Mr. Strianese continued, “On behalf of the entire company, I would like to thank John for his leadership and contributions to L-3 over the years and I wish him well.”

Prior to his appointment, Mr. Von Schwarz served as president of the ISR Systems sector and, in April 2015, also assumed responsibility for Aircraft Systems, formerly known as Platform Systems. Mr. Von Schwarz was previously the president of L-3’s Mission Integration division. Prior to joining L-3, Mr. Von Schwarz, 56, served as president of ComCept, Inc., an advanced engineering research and development division of L-3 specializing in networking and electronic attack. He joined ComCept in 2001 as chief of operations, advancing to president in 2003. Prior to leading ComCept, he served as vice president of engineering for Raytheon’s Aircraft Integrated Systems business. Mr. Von Schwarz began his business career with E-Systems in 1982, where he progressed through positions with increasing levels of responsibility in engineering and program management.


L-3 Appoints Mark Von Schwarz as President of Aerospace Systems Page 2

 

Mr. Von Schwarz holds a Bachelor of Science degree in physics and mathematics from Texas A&M University-Commerce and was an honor graduate from the U.S. Army Intelligence Center – Ft. Devens.

Within Aerospace Systems, Mr. Von Schwarz will be succeeded by Bruce Trego, who will lead the ISR Systems sector, and Jim Gibson, who will lead the Aircraft Systems sector. Kevin Coffman will continue as president of the Logistics Solutions sector.

Bruce Trego joined L-3 in 2002 and most recently served as interim president of L-3’s Aircraft Systems sector. His previous assignments include vice president of reconnaissance programs in the ISR Systems sector and president of L-3 ComCept. Mr. Trego holds a Bachelor of Science degree in computer science from Texas A&M University-Commerce and a Master of Business Administration from Southern Methodist University.

Mr. Gibson, who joined L-3 in 1991, is currently vice president of international programs for Mission Integration. Prior to that, he served as vice president of engineering and as director of the Surveillance and Communications Systems Engineering group within Mission Integration. He graduated from the University of Southern Mississippi with a bachelor’s degree in computer engineering technology and serves as a member of the University of North Texas’ Engineering Advisory Board.

Headquartered in New York City, L-3 employs approximately 45,000 people worldwide and is a prime contractor in aerospace systems and national security solutions. L-3 is also a leading provider of a broad range of communication and electronic systems and products used on military and commercial platforms. The company reported 2014 sales of $12.1 billion.

To learn more about L-3, please visit the company’s website at www.L-3com.com. L-3 uses its website as a channel of distribution of material company information. Financial and other material information regarding L-3 is routinely posted on the company’s website and is readily accessible.

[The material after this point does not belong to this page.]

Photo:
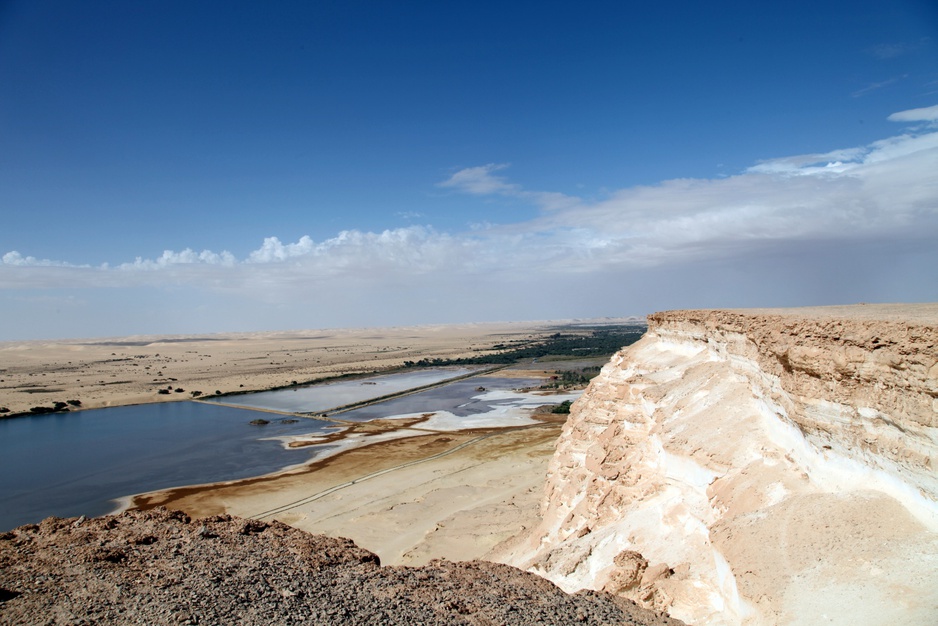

Safe Harbor Statement Under the Private Securities Litigation Reform Act of 1995

Except for historical information contained herein, the matters set forth in this news release are forward-looking statements. Statements that are predictive in nature, that depend upon or refer to events or conditions or that include words such as “expects,” “anticipates,” “intends,” “plans,” “believes,” “estimates,” “will,” “could” and similar expressions are forward-looking statements. The forward-looking statements set forth above involve a number of risks and uncertainties that could cause actual results to differ materially from any such statement, including the risks and uncertainties discussed in the company’s Safe Harbor Compliance Statement for Forward-Looking Statements included in the company’s recent filings, including Forms 10-K and 10-Q, with the Securities and Exchange Commission. The forward-looking statements speak only as of the date made, and the company undertakes no obligation to update these forward-looking statements.